Jon A Bender

In an effort to increase societal solar energy harvesting by lowering the cost/power of current commercial solar panels, an alluring strategy is to improve upon materials and architectures already optimized and engrained in our solar industry.  Single-junction silicon (Si) solar cells are by far and large make up this market. A cost effective approach is to stymie thermalization losses and photon transmission in these devices by mindful incorporation of well-designed organic semiconductors (OSCs) for down-conversion and up-conversion of excitations. Singlet exciton fission (SF) and triplet-triplet annihilation can be thought of as two sides of the same coin, each showing promise for suppressing respective losses due to the aforementioned efficiency loss channels.

SF is a down-conversion process unique to OSCs wherein a spin-singlet excited state repartitions its energy into two spin-triplet excited states of roughly half the energy. A particularly appealing architecture for incorporating OCSs designed for efficient SF into existing devices involves interfacing a SF capable polycrystalline OSC thin film with a Si p-n junction to absorb photons in large excess of the Si bandgap.

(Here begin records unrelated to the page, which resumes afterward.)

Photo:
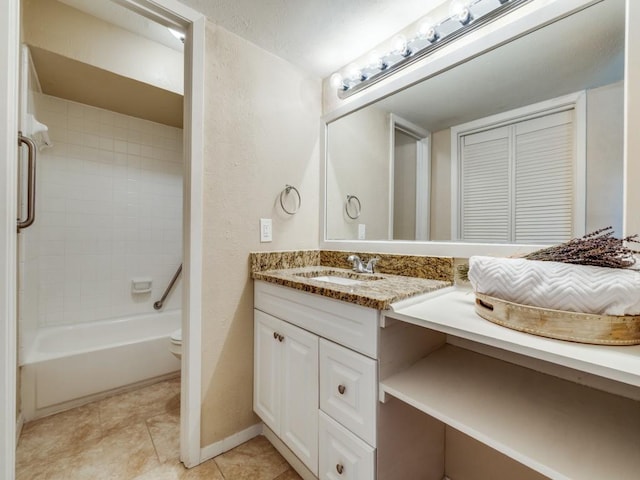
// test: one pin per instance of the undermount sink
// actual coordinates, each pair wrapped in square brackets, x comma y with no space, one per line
[338,277]
[338,280]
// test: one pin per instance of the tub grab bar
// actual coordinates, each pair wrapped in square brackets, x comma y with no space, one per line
[31,182]
[158,305]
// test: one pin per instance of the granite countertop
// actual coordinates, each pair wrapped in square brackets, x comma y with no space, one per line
[377,290]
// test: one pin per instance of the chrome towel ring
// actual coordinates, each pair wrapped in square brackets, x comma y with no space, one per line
[355,201]
[284,194]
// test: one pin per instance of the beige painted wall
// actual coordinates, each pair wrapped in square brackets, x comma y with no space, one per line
[57,27]
[632,117]
[605,165]
[440,206]
[261,129]
[404,191]
[358,164]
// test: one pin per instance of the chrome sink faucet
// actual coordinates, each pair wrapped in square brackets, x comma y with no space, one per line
[359,267]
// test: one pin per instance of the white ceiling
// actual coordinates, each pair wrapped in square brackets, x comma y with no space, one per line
[319,36]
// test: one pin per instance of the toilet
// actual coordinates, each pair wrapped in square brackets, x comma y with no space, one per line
[175,346]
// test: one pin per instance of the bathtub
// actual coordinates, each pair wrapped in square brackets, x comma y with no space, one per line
[63,367]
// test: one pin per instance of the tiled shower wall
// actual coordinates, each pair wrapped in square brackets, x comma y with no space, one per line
[109,209]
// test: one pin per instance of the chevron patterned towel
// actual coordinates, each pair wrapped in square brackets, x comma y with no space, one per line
[558,286]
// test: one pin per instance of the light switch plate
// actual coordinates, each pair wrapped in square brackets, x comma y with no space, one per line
[266,230]
[362,231]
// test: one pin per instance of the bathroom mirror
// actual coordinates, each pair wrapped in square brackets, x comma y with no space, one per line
[371,194]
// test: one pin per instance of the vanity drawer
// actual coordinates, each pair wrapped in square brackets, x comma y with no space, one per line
[345,323]
[348,389]
[342,455]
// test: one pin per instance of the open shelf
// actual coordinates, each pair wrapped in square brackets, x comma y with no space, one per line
[561,429]
[452,311]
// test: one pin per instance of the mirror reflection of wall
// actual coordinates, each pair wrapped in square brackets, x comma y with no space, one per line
[551,62]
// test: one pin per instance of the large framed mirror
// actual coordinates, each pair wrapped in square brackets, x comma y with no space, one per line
[399,170]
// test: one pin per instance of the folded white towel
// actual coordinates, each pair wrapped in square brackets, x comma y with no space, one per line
[559,286]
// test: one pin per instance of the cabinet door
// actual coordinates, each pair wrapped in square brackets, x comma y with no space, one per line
[343,456]
[299,421]
[267,360]
[348,389]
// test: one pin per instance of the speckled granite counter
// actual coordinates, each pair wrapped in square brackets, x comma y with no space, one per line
[377,290]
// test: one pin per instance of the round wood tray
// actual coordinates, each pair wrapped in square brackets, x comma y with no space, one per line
[572,326]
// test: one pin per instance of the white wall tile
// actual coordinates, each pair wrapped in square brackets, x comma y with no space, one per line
[109,209]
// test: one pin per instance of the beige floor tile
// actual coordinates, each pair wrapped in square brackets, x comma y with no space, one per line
[176,471]
[122,410]
[63,434]
[256,459]
[124,454]
[165,435]
[290,474]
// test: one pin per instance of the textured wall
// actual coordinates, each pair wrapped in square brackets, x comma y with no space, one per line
[262,131]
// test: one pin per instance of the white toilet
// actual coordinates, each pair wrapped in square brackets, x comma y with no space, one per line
[175,346]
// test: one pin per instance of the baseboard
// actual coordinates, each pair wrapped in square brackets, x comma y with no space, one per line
[288,455]
[226,444]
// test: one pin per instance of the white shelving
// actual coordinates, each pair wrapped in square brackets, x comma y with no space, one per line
[558,428]
[452,311]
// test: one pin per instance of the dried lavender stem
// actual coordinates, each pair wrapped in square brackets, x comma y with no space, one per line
[597,248]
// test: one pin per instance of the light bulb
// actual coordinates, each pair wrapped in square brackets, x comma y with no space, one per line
[374,61]
[460,10]
[427,29]
[399,45]
[336,81]
[353,72]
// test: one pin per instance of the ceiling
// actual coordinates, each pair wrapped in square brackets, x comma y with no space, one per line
[319,36]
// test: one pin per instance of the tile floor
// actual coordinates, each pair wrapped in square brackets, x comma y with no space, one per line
[133,436]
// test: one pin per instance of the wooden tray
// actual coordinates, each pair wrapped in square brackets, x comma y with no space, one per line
[572,326]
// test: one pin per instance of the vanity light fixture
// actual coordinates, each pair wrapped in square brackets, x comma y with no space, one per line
[464,16]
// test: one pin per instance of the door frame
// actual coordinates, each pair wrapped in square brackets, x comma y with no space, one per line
[169,13]
[9,67]
[423,173]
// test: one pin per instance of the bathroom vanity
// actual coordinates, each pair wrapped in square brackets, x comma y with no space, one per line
[423,388]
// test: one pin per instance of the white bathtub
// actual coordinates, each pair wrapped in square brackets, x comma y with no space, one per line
[67,366]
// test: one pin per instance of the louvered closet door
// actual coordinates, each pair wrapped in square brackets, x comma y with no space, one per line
[485,200]
[544,179]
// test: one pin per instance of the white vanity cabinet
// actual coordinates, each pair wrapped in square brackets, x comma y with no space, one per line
[315,379]
[285,385]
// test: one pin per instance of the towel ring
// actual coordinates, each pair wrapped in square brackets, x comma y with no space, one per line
[358,208]
[284,193]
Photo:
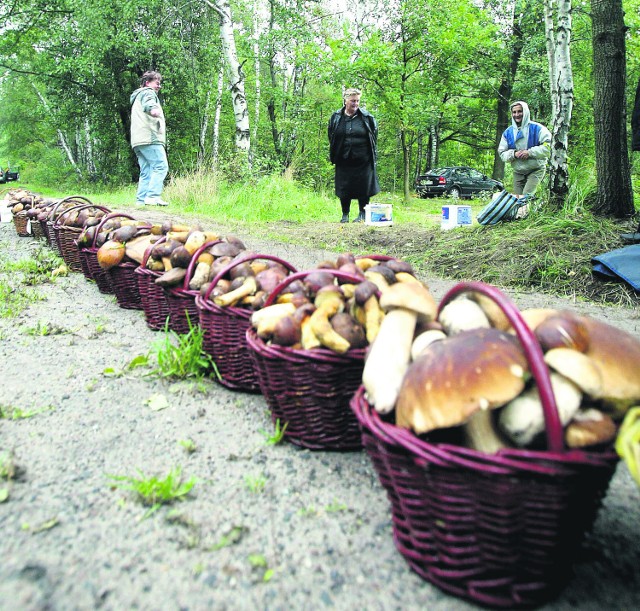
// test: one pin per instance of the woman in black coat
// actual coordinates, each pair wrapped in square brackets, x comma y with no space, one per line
[353,137]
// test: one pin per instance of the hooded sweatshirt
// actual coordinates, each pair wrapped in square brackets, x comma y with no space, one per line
[530,135]
[146,129]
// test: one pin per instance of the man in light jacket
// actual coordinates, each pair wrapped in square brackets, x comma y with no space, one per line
[148,140]
[526,145]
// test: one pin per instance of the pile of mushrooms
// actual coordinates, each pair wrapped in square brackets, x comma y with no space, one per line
[464,370]
[324,311]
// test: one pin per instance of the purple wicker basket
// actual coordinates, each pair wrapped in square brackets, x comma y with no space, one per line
[54,213]
[89,260]
[152,296]
[504,529]
[66,237]
[122,277]
[182,300]
[310,390]
[21,224]
[225,333]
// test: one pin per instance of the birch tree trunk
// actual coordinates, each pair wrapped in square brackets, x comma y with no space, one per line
[256,110]
[62,140]
[614,195]
[561,82]
[235,76]
[215,153]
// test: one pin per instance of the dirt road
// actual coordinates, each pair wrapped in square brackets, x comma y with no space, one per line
[265,527]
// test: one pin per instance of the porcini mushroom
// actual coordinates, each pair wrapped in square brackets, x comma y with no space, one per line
[389,354]
[457,380]
[462,314]
[523,418]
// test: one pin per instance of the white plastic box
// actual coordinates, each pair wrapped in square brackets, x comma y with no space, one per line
[456,216]
[378,215]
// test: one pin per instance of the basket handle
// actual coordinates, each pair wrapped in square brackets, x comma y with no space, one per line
[147,252]
[65,200]
[78,208]
[194,262]
[336,273]
[532,350]
[106,218]
[225,270]
[375,257]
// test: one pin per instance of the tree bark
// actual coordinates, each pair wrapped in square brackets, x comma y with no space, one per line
[235,76]
[561,83]
[614,196]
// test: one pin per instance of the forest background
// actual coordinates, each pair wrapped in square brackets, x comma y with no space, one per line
[249,86]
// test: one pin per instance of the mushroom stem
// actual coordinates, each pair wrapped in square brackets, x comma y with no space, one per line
[481,435]
[388,359]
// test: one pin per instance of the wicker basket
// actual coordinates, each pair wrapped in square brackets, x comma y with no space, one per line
[152,296]
[55,212]
[310,390]
[89,260]
[504,529]
[182,300]
[37,231]
[123,278]
[22,224]
[225,331]
[67,235]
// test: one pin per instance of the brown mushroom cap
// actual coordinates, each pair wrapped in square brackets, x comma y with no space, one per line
[457,376]
[409,296]
[562,330]
[590,427]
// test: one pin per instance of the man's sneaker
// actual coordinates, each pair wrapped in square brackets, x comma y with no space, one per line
[155,201]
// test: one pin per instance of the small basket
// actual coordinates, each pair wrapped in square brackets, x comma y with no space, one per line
[310,390]
[501,529]
[182,300]
[55,212]
[89,260]
[225,331]
[66,237]
[152,296]
[37,230]
[22,224]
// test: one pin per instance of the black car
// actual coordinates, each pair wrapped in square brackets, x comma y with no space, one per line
[457,181]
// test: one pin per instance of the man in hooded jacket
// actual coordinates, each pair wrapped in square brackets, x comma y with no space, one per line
[148,139]
[526,145]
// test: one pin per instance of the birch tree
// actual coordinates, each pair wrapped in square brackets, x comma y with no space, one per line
[557,18]
[235,76]
[614,195]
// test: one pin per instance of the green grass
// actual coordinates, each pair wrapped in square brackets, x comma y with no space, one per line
[154,491]
[549,252]
[181,355]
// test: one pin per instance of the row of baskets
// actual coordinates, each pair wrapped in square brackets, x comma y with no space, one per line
[501,530]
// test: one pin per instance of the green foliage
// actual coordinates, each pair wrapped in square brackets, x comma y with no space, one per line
[181,355]
[153,491]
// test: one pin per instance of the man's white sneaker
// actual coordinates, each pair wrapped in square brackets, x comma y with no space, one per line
[155,201]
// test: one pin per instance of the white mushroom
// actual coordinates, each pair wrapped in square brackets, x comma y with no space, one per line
[462,314]
[523,418]
[389,354]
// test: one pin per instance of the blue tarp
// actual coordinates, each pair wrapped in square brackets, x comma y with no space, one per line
[620,264]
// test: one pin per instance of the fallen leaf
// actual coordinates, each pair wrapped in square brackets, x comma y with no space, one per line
[157,402]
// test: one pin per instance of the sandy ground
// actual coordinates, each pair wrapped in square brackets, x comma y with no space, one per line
[265,527]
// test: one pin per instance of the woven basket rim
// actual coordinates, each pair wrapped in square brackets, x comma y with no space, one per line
[319,355]
[504,462]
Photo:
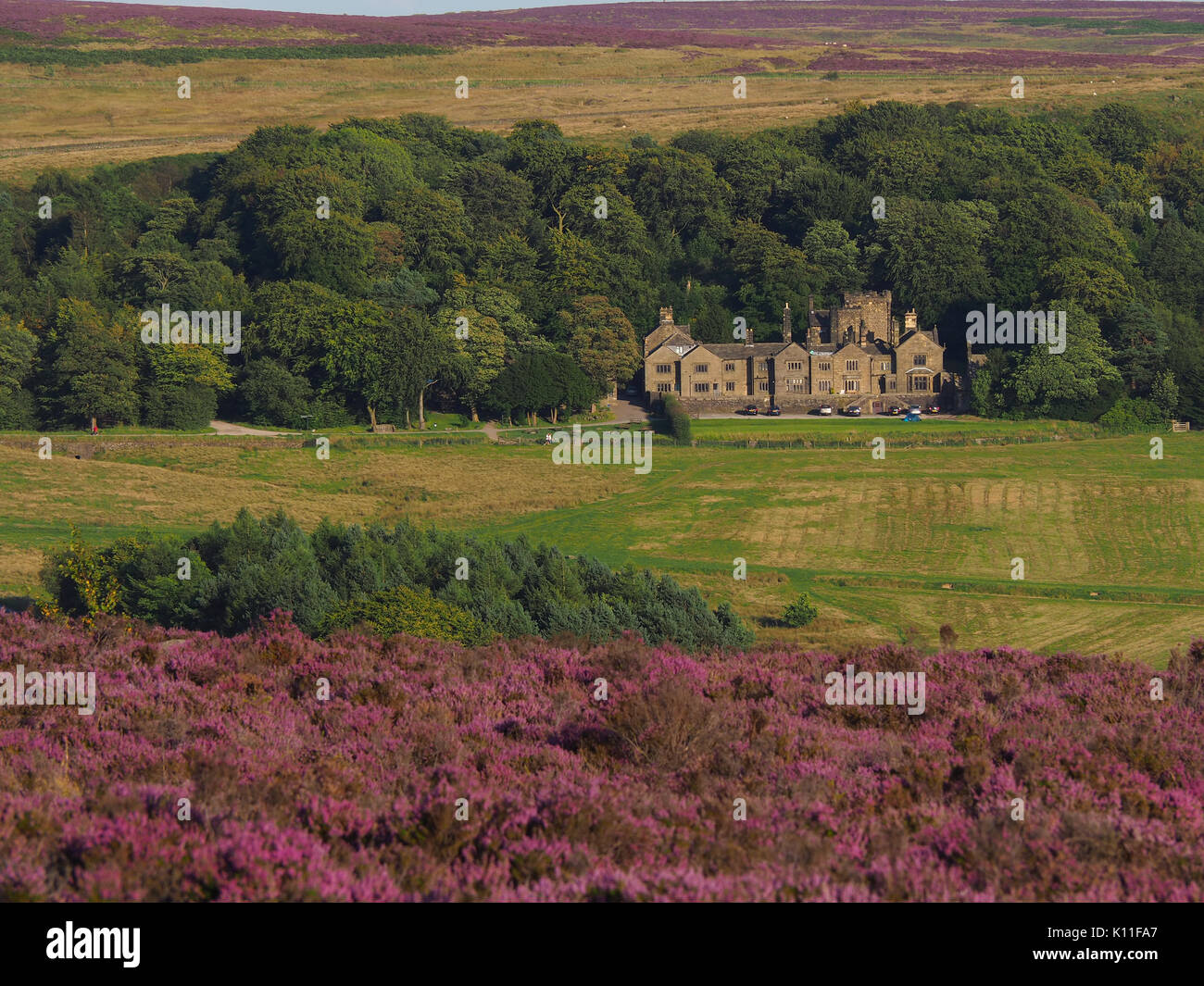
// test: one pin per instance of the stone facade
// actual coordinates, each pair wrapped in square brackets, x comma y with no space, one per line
[855,353]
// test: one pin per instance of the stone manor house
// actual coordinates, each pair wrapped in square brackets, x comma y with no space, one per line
[856,353]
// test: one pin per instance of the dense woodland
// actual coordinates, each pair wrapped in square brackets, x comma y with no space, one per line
[430,227]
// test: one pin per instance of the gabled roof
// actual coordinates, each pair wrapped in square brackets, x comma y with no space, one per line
[677,339]
[919,333]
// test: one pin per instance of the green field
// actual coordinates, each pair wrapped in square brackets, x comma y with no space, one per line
[874,541]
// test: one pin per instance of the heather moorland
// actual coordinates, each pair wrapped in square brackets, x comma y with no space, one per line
[357,794]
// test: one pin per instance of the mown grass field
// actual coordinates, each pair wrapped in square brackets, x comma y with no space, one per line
[874,541]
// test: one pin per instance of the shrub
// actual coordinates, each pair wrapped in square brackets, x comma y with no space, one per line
[406,610]
[679,421]
[245,571]
[1133,414]
[182,408]
[801,612]
[271,395]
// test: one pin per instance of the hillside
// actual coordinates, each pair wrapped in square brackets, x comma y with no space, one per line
[606,71]
[356,797]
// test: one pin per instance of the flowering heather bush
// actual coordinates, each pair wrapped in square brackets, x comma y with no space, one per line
[572,798]
[637,25]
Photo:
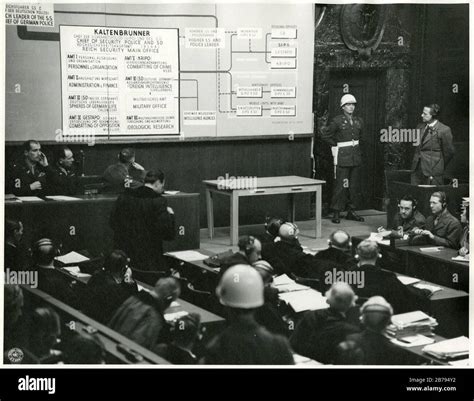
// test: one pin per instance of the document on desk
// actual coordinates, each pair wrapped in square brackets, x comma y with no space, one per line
[452,348]
[30,199]
[408,280]
[71,257]
[302,301]
[282,280]
[171,317]
[62,197]
[460,258]
[377,237]
[431,288]
[188,256]
[431,249]
[413,341]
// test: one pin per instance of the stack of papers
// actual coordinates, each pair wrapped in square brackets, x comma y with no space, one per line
[285,284]
[431,249]
[301,301]
[61,197]
[72,258]
[410,324]
[378,237]
[30,199]
[431,288]
[460,258]
[76,272]
[449,349]
[172,317]
[188,256]
[413,341]
[408,280]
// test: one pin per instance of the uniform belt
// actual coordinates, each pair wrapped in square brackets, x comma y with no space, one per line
[348,143]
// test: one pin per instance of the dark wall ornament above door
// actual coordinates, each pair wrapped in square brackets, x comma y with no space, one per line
[362,27]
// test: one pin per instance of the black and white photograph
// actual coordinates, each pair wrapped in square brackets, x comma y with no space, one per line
[235,185]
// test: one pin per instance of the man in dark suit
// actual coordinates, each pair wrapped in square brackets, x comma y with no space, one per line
[250,250]
[434,151]
[382,282]
[294,260]
[319,332]
[141,221]
[338,256]
[374,347]
[28,177]
[62,178]
[442,228]
[344,134]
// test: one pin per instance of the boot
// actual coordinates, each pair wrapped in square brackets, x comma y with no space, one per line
[352,215]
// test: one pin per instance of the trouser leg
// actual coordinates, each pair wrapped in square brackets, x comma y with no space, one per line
[354,187]
[417,177]
[340,191]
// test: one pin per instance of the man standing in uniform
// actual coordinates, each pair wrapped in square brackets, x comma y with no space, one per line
[434,151]
[344,134]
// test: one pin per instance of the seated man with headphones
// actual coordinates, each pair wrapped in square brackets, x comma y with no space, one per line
[127,173]
[250,250]
[442,228]
[51,280]
[407,219]
[290,252]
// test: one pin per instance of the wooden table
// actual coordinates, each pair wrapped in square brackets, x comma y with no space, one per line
[241,186]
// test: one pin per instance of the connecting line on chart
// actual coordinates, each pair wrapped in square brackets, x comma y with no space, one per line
[190,97]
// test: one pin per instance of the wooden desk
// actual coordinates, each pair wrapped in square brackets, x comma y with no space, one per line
[84,223]
[436,268]
[290,185]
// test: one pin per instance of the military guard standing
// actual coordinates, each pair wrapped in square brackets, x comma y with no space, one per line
[344,134]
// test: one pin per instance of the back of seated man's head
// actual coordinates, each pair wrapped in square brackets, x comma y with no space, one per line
[46,329]
[273,225]
[116,262]
[127,155]
[166,291]
[340,239]
[341,297]
[288,232]
[251,247]
[368,252]
[13,229]
[44,252]
[187,329]
[376,314]
[84,349]
[13,298]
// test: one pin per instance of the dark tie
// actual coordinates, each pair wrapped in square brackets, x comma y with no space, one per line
[425,133]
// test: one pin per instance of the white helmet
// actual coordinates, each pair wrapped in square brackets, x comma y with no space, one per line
[241,286]
[347,99]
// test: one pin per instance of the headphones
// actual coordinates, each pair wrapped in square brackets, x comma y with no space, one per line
[44,242]
[293,230]
[247,244]
[409,198]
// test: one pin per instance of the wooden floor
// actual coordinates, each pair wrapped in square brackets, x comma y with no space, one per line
[373,219]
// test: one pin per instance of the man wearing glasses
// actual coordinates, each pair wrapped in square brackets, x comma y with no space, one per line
[62,178]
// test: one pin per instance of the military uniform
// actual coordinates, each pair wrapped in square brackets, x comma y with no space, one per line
[432,154]
[21,176]
[347,137]
[62,181]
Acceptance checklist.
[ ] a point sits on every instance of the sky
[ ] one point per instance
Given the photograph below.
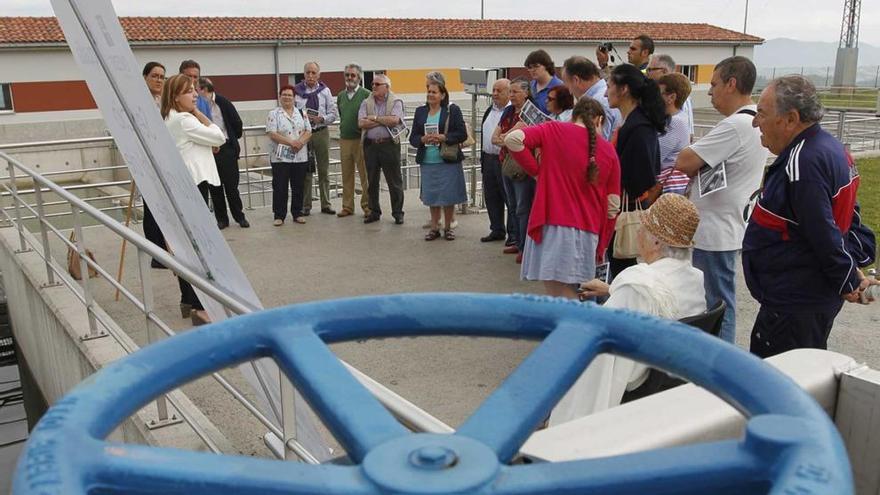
(808, 20)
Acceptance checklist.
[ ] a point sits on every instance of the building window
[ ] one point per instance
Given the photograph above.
(5, 97)
(690, 71)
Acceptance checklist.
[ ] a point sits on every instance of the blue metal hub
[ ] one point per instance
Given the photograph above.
(790, 444)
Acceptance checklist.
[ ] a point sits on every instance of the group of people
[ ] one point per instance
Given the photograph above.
(622, 150)
(621, 180)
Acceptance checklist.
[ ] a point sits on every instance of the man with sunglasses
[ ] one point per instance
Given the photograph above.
(379, 113)
(351, 156)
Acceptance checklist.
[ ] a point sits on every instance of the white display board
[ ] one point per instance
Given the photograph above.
(102, 53)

These photons will then have newly available pathways for creating two triplet excitations that may be coupled into Si across the OSC:Si buried interface, circumventing losses that would otherwise arise if absorbed directly by Si.

Realizing net efficiency increases with this strategy will however require commercially viable, high-yield SF capable OSCs and well-designed OSC:Si interfaces for effective triplet excitation energy transfer into Si. The respective mechanisms through which these processes proceed is still either hotly debated or entirely unknown. Though, their proposed electron/hole transfer nature suggest high sensitivity to spatial overlap, phase, and energetics between participating states. As such, the myself and Roberts group as a whole are interested in exploring structure-function design of SF in photostable polycrystalline OSC thin films with time-resolved electronic and vibrational spectroscopic techniques. Additionally, we utilize electronic sum-frequency generation (ESFG) to explore structure-function relationships governing triplet excitation transfer into Si across buried OSC:Si interfaces.